Gillings' 1972 analysis failed to parse the scribal method. He had noticed similar problems in the RMP (RMP 40, 64) yet he muddled three pages of analysis.

In 1987, Egyptologist Gay Robins, and spouse Charles Shute, writing on the Rhind Mathematical Papyrus, and Egyptologist John Legon, 1992, writing on the KP, described that the RMP and KP scribes had used the same method to find the largest term of closely related arithmetic progressions. The method: take 1/2 of the difference, 1/2 of 5/6 (5/12 in the KP) times the number of differences (nine times 5/12 = 15/4 in the KP) plus the sum of the A.P progession (100 in the KP) divided by the number of terms (10 , meaning 100/10 = 10 in the KP). Finally sdd column 11's result, 3 3/4, to 10, and the largest term, 13 3/4.
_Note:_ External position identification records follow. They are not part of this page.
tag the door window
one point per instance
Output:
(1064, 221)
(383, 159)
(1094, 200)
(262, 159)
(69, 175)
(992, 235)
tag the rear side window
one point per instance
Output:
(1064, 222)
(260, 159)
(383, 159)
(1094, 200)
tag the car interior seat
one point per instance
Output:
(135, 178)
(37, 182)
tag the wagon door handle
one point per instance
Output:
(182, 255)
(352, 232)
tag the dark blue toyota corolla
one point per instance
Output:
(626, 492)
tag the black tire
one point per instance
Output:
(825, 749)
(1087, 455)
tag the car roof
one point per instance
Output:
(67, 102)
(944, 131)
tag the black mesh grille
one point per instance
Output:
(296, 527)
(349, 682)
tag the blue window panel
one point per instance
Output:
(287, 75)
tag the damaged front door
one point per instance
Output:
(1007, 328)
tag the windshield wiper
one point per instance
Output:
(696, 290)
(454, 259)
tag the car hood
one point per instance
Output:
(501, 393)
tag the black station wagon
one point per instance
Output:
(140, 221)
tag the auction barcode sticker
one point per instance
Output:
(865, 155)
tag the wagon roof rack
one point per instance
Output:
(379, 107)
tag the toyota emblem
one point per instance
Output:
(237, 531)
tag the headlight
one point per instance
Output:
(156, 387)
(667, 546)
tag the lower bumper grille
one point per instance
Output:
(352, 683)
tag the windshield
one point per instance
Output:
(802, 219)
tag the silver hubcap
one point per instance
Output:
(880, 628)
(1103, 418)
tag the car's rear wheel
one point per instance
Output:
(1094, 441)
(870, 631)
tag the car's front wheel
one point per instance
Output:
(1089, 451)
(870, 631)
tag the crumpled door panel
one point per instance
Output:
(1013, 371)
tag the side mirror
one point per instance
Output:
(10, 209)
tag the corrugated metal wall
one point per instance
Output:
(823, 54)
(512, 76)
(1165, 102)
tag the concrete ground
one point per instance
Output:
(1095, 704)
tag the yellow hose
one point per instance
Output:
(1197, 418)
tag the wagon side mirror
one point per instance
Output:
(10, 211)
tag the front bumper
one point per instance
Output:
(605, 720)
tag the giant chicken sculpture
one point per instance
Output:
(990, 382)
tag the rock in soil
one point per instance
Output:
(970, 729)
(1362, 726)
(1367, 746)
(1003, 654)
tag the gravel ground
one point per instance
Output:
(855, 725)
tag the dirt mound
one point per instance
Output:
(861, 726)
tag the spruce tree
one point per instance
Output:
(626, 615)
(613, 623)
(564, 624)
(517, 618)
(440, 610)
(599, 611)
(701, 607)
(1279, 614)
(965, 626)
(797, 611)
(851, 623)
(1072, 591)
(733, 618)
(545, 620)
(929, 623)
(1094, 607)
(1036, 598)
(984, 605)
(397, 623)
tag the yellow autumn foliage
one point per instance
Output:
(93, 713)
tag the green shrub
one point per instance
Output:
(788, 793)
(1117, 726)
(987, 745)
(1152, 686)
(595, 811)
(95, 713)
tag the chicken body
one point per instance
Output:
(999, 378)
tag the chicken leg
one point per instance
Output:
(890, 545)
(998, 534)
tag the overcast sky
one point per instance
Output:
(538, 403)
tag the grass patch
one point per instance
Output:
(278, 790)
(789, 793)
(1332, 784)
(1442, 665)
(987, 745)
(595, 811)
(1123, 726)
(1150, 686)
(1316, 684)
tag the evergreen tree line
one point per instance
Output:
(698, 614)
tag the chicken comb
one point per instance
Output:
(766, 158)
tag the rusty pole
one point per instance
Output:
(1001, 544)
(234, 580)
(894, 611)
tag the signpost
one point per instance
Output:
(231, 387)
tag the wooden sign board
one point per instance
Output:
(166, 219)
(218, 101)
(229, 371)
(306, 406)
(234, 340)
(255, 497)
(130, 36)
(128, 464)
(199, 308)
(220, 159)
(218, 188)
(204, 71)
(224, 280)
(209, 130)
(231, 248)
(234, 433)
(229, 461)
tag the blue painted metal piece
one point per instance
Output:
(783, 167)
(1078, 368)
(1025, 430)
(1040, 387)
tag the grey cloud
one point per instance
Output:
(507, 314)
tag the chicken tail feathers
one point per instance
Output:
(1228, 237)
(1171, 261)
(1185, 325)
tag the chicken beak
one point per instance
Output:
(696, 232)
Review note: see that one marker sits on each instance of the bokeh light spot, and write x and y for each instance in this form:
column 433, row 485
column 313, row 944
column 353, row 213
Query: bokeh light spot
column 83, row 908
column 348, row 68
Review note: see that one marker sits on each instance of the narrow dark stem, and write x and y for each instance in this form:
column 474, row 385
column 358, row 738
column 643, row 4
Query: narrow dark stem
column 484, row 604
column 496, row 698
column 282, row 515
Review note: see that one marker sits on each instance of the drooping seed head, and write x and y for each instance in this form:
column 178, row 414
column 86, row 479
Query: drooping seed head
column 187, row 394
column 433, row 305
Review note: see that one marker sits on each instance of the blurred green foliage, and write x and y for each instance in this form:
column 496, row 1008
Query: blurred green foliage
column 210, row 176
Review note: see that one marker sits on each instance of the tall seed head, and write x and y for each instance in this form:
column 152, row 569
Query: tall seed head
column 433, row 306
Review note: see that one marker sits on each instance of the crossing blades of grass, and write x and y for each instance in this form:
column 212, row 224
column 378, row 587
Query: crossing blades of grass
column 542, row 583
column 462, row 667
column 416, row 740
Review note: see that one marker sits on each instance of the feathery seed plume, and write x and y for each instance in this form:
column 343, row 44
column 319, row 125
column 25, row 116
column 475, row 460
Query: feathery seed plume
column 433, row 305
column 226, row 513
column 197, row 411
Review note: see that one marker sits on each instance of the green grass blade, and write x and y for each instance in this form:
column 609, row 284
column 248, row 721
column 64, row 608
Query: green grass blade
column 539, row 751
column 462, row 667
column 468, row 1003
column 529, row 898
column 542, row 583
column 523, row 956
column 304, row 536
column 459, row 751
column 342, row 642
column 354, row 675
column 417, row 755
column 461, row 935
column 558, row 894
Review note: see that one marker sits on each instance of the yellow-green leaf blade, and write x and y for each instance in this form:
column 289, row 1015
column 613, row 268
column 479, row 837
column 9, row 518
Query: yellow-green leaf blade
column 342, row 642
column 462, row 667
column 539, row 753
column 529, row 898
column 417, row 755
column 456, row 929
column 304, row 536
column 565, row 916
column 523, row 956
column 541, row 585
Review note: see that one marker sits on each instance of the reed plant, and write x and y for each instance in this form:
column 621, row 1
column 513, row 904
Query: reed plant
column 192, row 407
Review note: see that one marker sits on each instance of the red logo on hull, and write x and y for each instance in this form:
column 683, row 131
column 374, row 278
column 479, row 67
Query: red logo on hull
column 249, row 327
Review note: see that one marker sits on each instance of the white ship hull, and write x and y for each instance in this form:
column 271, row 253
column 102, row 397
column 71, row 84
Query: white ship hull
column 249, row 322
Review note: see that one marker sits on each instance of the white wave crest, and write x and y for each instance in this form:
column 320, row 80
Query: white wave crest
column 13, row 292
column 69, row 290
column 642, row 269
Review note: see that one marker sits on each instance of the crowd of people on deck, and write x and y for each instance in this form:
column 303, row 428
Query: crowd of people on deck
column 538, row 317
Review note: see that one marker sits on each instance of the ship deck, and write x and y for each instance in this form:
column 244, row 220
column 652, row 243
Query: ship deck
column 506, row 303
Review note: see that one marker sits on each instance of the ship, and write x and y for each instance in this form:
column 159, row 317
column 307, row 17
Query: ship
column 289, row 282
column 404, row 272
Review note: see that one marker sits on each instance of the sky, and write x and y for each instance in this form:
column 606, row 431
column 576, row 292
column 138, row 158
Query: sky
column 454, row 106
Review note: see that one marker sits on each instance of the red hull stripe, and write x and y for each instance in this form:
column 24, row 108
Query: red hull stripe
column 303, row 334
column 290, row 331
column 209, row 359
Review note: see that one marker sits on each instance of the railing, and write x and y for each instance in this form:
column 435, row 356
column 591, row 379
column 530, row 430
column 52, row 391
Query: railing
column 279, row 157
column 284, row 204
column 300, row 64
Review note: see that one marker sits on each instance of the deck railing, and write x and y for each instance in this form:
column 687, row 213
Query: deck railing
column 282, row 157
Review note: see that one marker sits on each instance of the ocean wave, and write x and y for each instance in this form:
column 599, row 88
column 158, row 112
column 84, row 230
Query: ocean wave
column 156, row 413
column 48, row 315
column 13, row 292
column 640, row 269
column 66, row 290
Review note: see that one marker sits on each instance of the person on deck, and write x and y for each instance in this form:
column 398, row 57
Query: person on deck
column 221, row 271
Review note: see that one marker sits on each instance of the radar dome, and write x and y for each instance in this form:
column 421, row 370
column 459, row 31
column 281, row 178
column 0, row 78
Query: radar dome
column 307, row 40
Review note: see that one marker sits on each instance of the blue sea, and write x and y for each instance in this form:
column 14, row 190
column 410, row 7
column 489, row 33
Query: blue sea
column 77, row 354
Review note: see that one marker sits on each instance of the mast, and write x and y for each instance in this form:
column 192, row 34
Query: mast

To repeat, add column 11, 5/12 times 9, or 45/12, or 3 3/4, 3 2/3 1/12 in Egyptian fractions to 10 in column 12 beginning with the largest term 13 2/3 1/12. The scribe subtracted 5/6 nine times, creating the remaining terms of the progression.

Robins-Shute confused the problem by omitting the sum divided by the number of terms parameter in the RMP. An algebraic statement could have been created by Robins-Shute from matched pairs that added to 20, five pairs summing to 100, as potentially related to RMP 40. A modern mathematician Carl Gauss added 1 to 100 noting 50 pairs of 101, finding the sum of an arithmetic progression to be 5050, an aspect of any arithmetic progression, facts that were apparently known to Ahmes and the KP scribe.

The KP method found the largest term, and used other facts that have been reported in RMP 64, and RMP 40, by John Legon in 1992. Scholars, at other times, have attempted to parse Rhind Mathematical Papyrus 40, a problem that asks 100 loaves of bread to be shared between five men by finding the smallest term of an arithmetic progression.

A confirmation of the Kahun methods are reported by RMP 64. Ahmes was asked 10 men to share 10 hekat of barley, with a differential of 1/8, by using an arithmetical progression. Robins and Shute reported, "the scribe knew the rule that, to find the largest term of the arithmetical progession, he must add half the difference to the average number of terms as many times as there are common differences, that is, one less than the number of terms" (and omitted the sum divided by the number of terms), as noted by:

1. number of terms: 10

2. arithmetical progression difference: 1/8

3. arithmetic progression sum: 10

The scribe used the following facts to find the largest term.

1. one-half of differences, 1/16, times number of terms minus one, 9,

  1/16 times 9 = 9/16

2. The computed parameter(1), was found by 10, the sum, divided by 10, the number of terms. It was inserted by Robins-Shute, but had not been high-lighted, citing 1 + 1/2 + 1/16, or 1 9/16, the largest term. The remaining nine terms were found by subtracting 1/8 nine times to obtain the remaining barley shares.

That is, the KP scribe used formula 1.0:

(1/2)d(n-1) + S/n = Xn (formula 1.0)

with,

d = differential, n = number of terms in the series, S = sum of the series, Xn = largest term in the series.

allowing 2 or 3 parameters: d, n, S and Xn, to be cited to find the missing parameter(s).

In summary, the KP and RMP scribes used an identical, easy to parse, method to calculate largest terms in arithmetic progressions. Despite this agreement, several basic questions remain open for scholars to resolve. For example, what were the scribal intermediate arithmetic steps, particularly the scribal subtraction and division operations? Asking the question in other terms, why were vulgar fractions used in all intermediate calculations in the KP, as was the case in the RMP? That is, did the KP scribe use false position division, the standard method of division suggested by Peet in 1923 that required all MK scribes to employ at all times? Is it possible, or likely, that the KP scribe only created Egyptian fractions as final statements, since Egyptian fractions were only a convenient notation to uniquely write vulgar fractions?